Radical Nemesis: Re-envisioning Ivan Illich's Theories on Social Institutions.
A Symposium at Western New England College, April 1, 2011. Deadline for abstracts, December 1, 2010.
Grand theorist Ivan Illich wrote provocative texts in the 1970s and early 1980s examining major social institutions including, for example, DeSchooling Society (1971), Tools for Conviviality (1973), Medical Nemesis (1975), and Gender (1982). His work critiqued modern educational, medical, and transportation schemes, among others, and examined the evolution of concepts of class and gender.
Thirty years ago, in DeSchooling Society (1971), Ivan Illich set forth a radical framework for evaluating the significance, effectiveness, and legitimacy of one of this country’s major social institutions. While considered radical by some, he has also been criticized, including by feminist scholars, as deeply conservative and retrograde. See Gloria Bowles in Beyond the Backlash: A Feminist Critique of Ivan Illich's Theory of Gender, 3(1) Feminist Issues (Spring 1983).

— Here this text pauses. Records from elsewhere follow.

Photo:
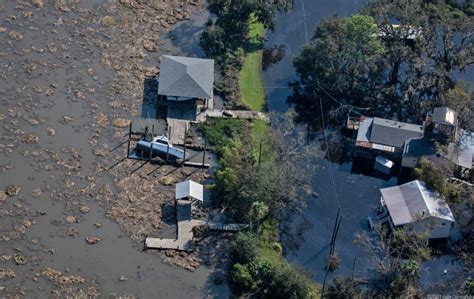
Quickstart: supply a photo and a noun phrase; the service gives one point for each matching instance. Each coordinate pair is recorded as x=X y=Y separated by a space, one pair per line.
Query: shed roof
x=444 y=114
x=393 y=133
x=462 y=152
x=186 y=77
x=418 y=147
x=188 y=189
x=409 y=202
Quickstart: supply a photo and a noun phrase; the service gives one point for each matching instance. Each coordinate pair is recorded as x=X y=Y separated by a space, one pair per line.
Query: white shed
x=413 y=203
x=189 y=190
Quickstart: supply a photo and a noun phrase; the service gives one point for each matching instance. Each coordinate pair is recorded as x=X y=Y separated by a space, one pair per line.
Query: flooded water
x=58 y=100
x=293 y=30
x=308 y=242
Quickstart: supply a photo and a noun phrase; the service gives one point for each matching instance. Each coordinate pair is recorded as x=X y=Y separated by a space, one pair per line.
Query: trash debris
x=58 y=277
x=36 y=193
x=121 y=123
x=19 y=259
x=7 y=273
x=12 y=190
x=91 y=240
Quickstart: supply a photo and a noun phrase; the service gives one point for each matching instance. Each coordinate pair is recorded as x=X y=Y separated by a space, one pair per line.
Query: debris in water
x=12 y=190
x=93 y=240
x=7 y=274
x=19 y=259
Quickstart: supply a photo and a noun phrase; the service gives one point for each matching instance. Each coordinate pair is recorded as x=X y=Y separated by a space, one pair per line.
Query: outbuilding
x=414 y=206
x=190 y=191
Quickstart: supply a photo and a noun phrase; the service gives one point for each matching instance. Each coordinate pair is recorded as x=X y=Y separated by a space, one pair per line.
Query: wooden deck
x=184 y=233
x=242 y=114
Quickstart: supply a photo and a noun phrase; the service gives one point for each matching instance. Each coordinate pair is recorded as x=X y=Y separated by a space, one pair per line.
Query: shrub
x=343 y=287
x=241 y=279
x=243 y=249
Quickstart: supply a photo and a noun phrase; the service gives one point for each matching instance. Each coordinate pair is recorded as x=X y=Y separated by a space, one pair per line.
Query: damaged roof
x=412 y=201
x=186 y=77
x=393 y=133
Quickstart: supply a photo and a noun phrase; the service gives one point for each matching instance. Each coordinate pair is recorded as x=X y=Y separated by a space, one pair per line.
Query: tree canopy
x=342 y=63
x=397 y=57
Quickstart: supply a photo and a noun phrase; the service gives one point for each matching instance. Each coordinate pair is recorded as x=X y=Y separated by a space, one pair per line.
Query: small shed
x=189 y=190
x=185 y=78
x=413 y=203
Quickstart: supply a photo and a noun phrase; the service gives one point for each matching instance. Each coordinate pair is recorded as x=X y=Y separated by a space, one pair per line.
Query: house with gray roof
x=184 y=79
x=413 y=206
x=383 y=136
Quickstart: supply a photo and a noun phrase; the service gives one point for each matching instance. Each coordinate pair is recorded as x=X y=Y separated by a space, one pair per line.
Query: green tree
x=243 y=249
x=459 y=99
x=241 y=280
x=421 y=69
x=341 y=64
x=433 y=176
x=258 y=211
x=344 y=288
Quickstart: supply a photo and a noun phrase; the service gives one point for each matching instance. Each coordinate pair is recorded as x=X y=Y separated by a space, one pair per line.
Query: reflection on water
x=354 y=188
x=357 y=195
x=293 y=29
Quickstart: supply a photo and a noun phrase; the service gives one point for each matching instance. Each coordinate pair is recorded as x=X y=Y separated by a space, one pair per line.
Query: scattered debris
x=15 y=35
x=70 y=219
x=91 y=240
x=38 y=3
x=19 y=259
x=7 y=273
x=107 y=21
x=36 y=193
x=58 y=277
x=121 y=123
x=12 y=190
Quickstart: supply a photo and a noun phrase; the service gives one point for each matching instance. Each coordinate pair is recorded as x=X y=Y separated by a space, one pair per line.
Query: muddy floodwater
x=356 y=191
x=73 y=215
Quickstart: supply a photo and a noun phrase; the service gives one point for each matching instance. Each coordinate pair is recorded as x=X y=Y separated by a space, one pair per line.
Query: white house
x=415 y=205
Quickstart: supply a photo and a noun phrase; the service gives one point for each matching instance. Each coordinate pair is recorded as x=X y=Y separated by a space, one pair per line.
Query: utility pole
x=204 y=153
x=168 y=145
x=353 y=268
x=335 y=230
x=184 y=141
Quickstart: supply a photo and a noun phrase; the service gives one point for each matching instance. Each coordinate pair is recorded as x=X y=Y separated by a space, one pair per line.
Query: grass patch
x=270 y=251
x=250 y=79
x=219 y=131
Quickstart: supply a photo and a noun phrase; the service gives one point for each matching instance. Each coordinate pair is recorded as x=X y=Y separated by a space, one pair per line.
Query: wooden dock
x=241 y=114
x=184 y=233
x=177 y=129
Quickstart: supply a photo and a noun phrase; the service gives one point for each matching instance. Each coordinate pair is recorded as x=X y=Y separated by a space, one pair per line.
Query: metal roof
x=412 y=201
x=444 y=114
x=418 y=147
x=393 y=133
x=186 y=77
x=188 y=189
x=462 y=152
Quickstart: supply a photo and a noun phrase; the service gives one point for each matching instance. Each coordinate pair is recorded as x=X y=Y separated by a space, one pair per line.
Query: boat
x=161 y=146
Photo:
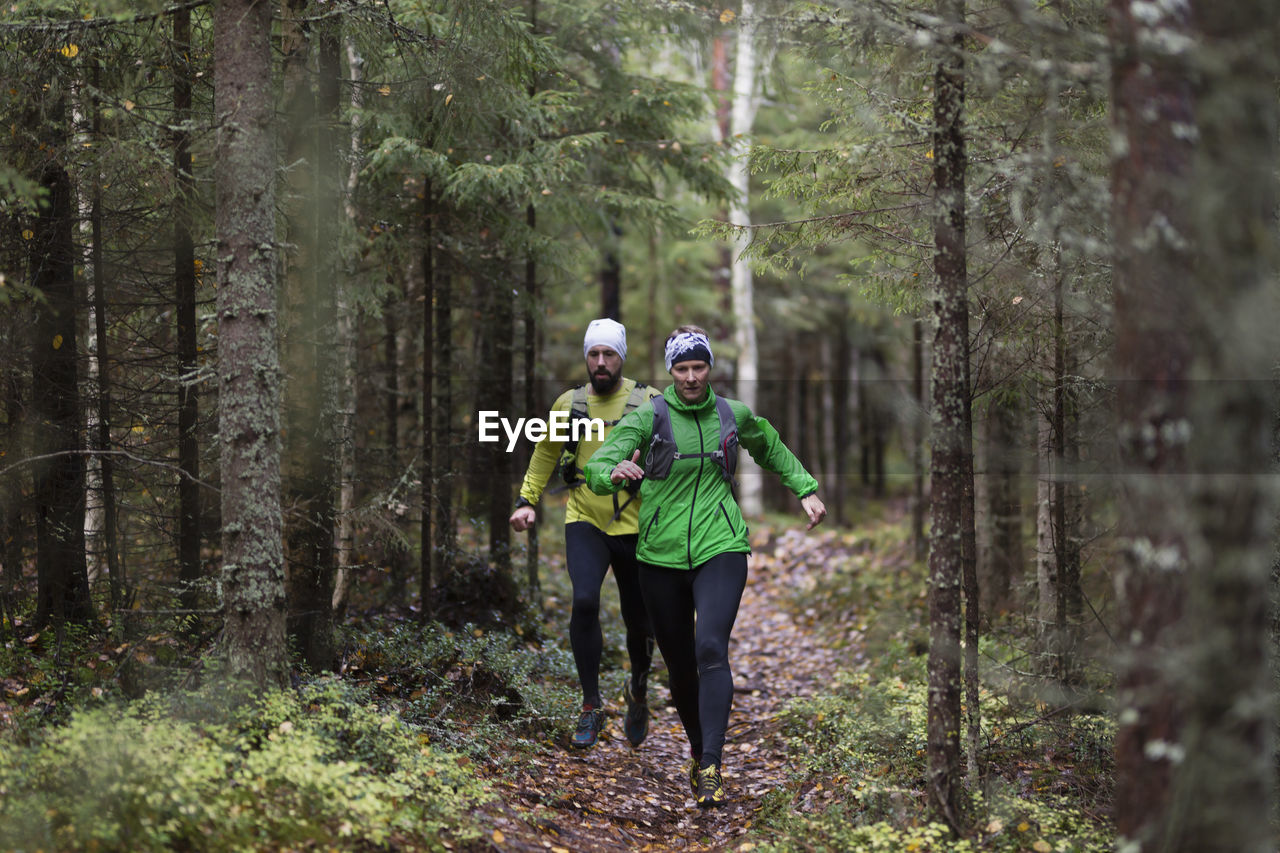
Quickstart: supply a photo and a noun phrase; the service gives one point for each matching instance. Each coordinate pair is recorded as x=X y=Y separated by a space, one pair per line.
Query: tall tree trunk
x=1046 y=555
x=430 y=454
x=443 y=561
x=310 y=393
x=184 y=283
x=1066 y=552
x=393 y=356
x=12 y=529
x=950 y=405
x=842 y=383
x=1152 y=109
x=59 y=474
x=1229 y=697
x=530 y=361
x=248 y=368
x=741 y=284
x=498 y=365
x=1004 y=562
x=346 y=346
x=918 y=432
x=100 y=407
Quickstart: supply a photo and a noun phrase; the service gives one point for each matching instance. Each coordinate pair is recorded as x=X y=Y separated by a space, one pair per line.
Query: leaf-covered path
x=617 y=798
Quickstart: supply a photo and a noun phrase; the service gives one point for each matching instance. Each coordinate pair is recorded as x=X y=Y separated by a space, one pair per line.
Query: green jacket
x=691 y=516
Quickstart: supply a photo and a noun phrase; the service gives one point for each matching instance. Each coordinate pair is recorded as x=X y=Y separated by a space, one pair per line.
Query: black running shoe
x=588 y=728
x=711 y=788
x=635 y=725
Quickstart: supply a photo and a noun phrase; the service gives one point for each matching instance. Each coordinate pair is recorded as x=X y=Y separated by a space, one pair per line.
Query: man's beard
x=606 y=382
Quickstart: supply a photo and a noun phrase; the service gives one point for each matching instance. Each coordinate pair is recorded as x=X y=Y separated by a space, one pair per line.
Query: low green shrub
x=466 y=688
x=291 y=770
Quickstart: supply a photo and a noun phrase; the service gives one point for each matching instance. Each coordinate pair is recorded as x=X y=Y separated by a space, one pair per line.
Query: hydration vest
x=662 y=443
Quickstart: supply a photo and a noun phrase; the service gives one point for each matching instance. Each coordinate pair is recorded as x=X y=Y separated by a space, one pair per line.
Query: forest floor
x=615 y=797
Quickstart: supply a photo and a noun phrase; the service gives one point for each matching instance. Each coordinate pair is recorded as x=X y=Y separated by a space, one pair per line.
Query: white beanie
x=608 y=333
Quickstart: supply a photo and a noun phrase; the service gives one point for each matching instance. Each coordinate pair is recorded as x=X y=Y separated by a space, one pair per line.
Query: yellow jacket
x=585 y=505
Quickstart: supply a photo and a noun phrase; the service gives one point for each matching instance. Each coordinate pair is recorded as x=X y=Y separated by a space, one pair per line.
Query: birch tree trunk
x=741 y=284
x=59 y=471
x=248 y=369
x=346 y=345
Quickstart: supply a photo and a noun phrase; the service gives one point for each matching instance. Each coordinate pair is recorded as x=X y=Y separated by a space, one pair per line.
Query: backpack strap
x=662 y=443
x=570 y=473
x=577 y=410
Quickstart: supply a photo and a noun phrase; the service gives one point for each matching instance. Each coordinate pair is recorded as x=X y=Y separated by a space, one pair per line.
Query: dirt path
x=617 y=798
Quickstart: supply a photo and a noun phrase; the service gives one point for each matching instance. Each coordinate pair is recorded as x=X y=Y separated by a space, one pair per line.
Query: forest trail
x=617 y=798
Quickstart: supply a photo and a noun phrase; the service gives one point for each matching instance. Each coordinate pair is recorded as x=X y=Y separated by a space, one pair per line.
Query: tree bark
x=1152 y=105
x=430 y=454
x=443 y=561
x=59 y=474
x=186 y=281
x=1229 y=712
x=741 y=283
x=346 y=346
x=100 y=406
x=310 y=404
x=950 y=405
x=248 y=368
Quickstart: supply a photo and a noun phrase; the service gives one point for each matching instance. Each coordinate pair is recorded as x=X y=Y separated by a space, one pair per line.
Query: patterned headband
x=689 y=346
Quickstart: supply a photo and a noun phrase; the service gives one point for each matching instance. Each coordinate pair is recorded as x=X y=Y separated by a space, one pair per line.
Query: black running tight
x=589 y=552
x=702 y=683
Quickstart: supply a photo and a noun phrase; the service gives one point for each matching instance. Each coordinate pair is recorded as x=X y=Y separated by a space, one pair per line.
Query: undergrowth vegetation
x=863 y=739
x=187 y=771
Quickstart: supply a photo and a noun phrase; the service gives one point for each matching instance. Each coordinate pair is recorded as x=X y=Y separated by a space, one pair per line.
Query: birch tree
x=950 y=422
x=746 y=69
x=248 y=370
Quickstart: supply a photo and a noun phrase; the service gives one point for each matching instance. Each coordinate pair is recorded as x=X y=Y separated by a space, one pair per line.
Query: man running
x=599 y=532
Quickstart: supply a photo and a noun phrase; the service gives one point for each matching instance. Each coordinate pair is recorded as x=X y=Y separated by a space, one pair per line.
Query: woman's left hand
x=816 y=509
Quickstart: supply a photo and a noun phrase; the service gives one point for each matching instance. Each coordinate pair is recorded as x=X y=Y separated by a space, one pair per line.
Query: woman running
x=693 y=538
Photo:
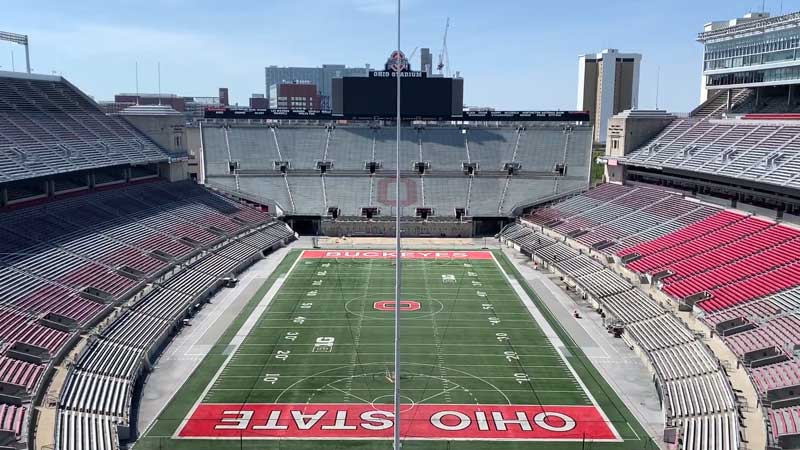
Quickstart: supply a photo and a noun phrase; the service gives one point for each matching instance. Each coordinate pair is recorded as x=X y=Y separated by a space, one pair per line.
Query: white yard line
x=558 y=344
x=239 y=337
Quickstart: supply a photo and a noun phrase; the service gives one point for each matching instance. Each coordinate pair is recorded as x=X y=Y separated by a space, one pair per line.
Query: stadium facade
x=689 y=251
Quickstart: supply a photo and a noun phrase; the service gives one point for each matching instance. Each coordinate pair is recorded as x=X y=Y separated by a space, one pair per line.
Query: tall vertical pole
x=398 y=259
x=27 y=55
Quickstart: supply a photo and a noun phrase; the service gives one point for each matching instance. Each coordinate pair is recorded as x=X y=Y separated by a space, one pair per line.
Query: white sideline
x=237 y=339
x=558 y=344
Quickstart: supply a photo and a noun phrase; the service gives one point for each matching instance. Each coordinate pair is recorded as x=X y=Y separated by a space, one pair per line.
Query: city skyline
x=520 y=56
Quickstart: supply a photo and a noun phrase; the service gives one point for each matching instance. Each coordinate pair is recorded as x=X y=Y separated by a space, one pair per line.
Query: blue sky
x=513 y=54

We will revisit Illich’s works in a symposium at Western New England College School of Law on April 1, 2011. What application, if any, do Illich’s theories and ideas have for current social challenges and social justice struggles? What can they tell us, for example, about decarceration, educational equity, racial justice, and health care access and self-determination? Are Illich's ideas dated, or do they contain enduring insights for today's scholars and activists?
Papers applying, criticizing, or extending Illich's theories to any area of scholarship or social activism are invited.
The symposium will take place at Western New England College School of Law on April 1, 2011. The College is located in Massachusetts’s Pioneer Valley, close to Amherst and Northampton and convenient to Bradley International Airport.